Le rapport d'information rédigé par le sénateur François-Noël Buffet dresse le constat d'un droit des étrangers devenu illisible et incompréhensible, sous l'effet de l'empilement de réformes successives, de procédures inefficaces et d'un manque de moyens des services de l'État pour les appliquer.
En 2021, ont été prononcées 143 226 mesures d'éloignement, le taux d'exécution, s'établissant à 9,3 %, retours volontaires et spontanés inclus ; quant aux OQTF, au premier semestre 2021, 62 207 ont été prononcées et 3 501 exécutées, soit un taux d'exécution de 5,6 %. De surcroît, il n'existe que 1 800 places en CRA.

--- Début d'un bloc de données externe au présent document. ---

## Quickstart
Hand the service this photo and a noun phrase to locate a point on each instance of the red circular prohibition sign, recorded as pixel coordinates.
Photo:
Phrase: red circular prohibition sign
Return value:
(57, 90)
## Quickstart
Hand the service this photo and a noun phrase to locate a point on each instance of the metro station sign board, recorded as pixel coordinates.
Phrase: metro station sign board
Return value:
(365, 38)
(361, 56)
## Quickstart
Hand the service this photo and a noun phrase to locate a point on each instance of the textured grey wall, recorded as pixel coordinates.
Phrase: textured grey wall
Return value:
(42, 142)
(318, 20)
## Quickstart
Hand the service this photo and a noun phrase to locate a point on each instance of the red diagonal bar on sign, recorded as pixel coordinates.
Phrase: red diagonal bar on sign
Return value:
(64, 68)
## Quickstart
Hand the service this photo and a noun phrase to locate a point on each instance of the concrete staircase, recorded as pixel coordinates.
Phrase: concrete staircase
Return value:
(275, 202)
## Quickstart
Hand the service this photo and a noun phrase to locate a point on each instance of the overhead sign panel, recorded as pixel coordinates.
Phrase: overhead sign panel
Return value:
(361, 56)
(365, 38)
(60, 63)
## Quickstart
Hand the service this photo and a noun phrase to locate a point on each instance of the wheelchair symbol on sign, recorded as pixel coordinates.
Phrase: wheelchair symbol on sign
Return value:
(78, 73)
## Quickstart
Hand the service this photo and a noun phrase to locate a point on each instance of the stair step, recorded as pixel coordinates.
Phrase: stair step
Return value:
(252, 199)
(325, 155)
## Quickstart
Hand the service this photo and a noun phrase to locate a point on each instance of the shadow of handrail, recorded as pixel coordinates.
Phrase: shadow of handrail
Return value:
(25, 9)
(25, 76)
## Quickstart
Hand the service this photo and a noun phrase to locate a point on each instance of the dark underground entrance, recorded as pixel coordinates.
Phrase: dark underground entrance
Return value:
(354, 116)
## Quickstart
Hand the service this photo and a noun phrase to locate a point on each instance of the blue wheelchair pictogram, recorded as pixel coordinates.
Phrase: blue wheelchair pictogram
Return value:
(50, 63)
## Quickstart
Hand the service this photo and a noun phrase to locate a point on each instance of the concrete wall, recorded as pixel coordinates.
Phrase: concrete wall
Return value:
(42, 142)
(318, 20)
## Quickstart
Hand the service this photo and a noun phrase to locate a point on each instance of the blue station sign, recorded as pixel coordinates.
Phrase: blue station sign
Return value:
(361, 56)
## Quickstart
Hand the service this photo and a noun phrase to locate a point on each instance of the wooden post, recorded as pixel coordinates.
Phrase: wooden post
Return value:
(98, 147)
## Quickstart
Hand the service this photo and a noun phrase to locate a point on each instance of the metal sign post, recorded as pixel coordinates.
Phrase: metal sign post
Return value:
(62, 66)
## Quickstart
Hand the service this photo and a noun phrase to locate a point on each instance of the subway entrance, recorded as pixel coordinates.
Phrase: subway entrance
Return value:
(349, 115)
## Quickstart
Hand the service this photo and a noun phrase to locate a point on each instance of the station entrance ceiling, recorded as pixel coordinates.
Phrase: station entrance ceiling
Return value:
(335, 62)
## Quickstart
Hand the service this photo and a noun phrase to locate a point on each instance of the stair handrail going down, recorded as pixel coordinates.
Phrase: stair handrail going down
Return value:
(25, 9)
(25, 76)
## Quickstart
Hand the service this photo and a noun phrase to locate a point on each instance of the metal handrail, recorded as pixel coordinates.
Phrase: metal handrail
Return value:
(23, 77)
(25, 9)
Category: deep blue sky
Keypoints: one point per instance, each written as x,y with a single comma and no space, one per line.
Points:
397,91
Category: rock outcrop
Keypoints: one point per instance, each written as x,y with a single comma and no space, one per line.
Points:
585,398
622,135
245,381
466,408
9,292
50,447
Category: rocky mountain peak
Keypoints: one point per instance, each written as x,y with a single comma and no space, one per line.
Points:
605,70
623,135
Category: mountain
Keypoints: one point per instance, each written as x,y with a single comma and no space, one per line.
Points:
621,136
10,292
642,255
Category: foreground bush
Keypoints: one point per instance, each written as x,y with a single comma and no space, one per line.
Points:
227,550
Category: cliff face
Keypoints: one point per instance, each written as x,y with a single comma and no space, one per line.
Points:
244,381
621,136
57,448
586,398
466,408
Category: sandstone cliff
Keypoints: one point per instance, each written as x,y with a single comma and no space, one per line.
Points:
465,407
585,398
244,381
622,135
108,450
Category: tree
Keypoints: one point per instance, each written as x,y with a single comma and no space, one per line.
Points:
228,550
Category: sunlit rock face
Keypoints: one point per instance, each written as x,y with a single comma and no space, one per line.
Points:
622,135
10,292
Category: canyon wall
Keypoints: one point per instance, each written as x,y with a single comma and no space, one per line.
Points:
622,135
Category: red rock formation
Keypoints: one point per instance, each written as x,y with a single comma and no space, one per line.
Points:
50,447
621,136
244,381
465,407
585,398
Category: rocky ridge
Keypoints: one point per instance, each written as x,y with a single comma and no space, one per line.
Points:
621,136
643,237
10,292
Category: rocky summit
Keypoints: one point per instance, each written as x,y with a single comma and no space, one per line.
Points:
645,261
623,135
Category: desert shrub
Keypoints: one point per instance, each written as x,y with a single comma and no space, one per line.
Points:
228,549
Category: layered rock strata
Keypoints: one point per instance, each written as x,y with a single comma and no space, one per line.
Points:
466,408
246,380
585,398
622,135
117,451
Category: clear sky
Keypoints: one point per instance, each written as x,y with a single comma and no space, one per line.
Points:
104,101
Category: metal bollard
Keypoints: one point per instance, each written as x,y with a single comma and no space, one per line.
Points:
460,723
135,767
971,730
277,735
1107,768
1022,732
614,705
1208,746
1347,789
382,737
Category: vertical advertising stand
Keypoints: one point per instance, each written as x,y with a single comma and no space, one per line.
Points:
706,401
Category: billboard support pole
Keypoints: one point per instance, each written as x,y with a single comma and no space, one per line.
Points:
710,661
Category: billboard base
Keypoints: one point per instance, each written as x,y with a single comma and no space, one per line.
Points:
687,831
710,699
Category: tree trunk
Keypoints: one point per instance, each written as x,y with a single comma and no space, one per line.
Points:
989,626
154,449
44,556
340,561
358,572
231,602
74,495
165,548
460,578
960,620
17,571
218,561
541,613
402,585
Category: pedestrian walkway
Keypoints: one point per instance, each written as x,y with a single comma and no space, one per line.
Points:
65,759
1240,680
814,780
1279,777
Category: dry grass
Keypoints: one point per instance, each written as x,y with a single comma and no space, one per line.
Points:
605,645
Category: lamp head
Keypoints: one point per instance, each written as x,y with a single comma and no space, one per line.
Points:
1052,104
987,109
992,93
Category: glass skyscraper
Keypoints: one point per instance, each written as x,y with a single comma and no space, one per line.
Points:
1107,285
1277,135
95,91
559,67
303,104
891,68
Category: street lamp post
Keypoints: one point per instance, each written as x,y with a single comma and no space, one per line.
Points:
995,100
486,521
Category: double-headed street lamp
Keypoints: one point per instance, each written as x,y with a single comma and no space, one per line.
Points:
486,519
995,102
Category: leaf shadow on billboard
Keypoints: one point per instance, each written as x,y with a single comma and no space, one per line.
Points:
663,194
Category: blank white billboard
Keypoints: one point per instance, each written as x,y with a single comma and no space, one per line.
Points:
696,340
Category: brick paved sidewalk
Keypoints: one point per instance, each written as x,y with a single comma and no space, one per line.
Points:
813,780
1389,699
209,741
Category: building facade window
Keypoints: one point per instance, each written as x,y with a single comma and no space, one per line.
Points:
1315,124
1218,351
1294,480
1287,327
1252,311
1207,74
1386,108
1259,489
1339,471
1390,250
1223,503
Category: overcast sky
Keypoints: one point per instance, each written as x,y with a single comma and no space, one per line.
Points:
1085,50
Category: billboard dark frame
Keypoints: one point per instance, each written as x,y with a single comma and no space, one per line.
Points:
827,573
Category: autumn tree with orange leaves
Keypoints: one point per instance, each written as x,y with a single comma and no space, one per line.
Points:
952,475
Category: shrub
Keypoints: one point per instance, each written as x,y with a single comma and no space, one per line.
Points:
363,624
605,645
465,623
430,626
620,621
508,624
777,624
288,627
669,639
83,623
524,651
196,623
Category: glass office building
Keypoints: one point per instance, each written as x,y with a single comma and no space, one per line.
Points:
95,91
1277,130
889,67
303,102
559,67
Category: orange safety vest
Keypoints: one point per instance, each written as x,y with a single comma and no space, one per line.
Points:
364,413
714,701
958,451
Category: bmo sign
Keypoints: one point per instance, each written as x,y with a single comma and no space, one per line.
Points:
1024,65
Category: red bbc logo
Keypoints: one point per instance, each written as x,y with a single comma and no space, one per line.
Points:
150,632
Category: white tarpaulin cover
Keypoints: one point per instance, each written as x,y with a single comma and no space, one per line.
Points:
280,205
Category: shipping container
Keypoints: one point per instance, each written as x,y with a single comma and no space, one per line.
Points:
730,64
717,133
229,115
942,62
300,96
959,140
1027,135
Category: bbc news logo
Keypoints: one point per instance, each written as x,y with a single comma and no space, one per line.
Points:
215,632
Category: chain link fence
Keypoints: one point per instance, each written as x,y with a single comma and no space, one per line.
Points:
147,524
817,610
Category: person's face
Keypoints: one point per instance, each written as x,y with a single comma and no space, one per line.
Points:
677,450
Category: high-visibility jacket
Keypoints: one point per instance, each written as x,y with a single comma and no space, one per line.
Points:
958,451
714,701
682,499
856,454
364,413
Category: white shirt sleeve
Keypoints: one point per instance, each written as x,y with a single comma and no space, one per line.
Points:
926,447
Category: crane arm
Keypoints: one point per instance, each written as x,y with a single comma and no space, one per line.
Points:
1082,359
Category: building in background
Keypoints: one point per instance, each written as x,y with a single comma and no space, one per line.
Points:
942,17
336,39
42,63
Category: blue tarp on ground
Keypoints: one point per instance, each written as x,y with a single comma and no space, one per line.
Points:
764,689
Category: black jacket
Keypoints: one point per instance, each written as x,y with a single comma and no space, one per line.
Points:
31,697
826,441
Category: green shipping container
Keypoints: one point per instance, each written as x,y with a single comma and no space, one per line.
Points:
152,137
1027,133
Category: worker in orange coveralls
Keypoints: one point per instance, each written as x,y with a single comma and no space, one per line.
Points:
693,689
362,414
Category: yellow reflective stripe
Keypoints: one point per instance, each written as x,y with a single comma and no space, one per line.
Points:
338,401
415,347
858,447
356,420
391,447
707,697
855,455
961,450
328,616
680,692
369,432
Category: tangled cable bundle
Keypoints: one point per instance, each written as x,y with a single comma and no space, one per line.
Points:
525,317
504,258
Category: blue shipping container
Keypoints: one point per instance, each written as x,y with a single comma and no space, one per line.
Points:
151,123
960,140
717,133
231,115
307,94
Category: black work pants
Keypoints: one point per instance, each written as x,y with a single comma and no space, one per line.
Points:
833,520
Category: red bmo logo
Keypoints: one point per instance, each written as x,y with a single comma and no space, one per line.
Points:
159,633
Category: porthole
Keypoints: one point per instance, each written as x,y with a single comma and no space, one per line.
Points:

Notre pays souffre d'une législation erratique, de plus en plus laxiste, vidée de sa substance et privée de moyens pour être appliquée. Pour parfaire ce travail de démolition, on peut compter sur une jurisprudence européenne, qui s'impose à nos juges nationaux, complaisante avec l'immigration illégale et surprotectrice avec l'étranger délinquant. Tout le système est organisé de manière à ce que l'éloignement ne fonctionne pas.
Face à ce dysfonctionnement politique et législatif, on voit mal ce qu'une juridiction d'exception telle que la cour de sûreté de la République pourrait apporter. En premier lieu, elle est mal nommée, puisque son intitulé renvoie à la cour de sûreté de l'État, instituée par la loi du 15 janvier 1963, qui était une juridiction pénale. Ici la matière est administrative et la composition de la juridiction également. La dénomination est donc inadéquate.
En deuxième lieu, la cour de sûreté de la République est compétente en matière de droit de l'expulsion des étrangers délinquants. Or cette matière relève des juridictions administratives. Il serait assez indélicat à leur endroit de leur retirer des attributions.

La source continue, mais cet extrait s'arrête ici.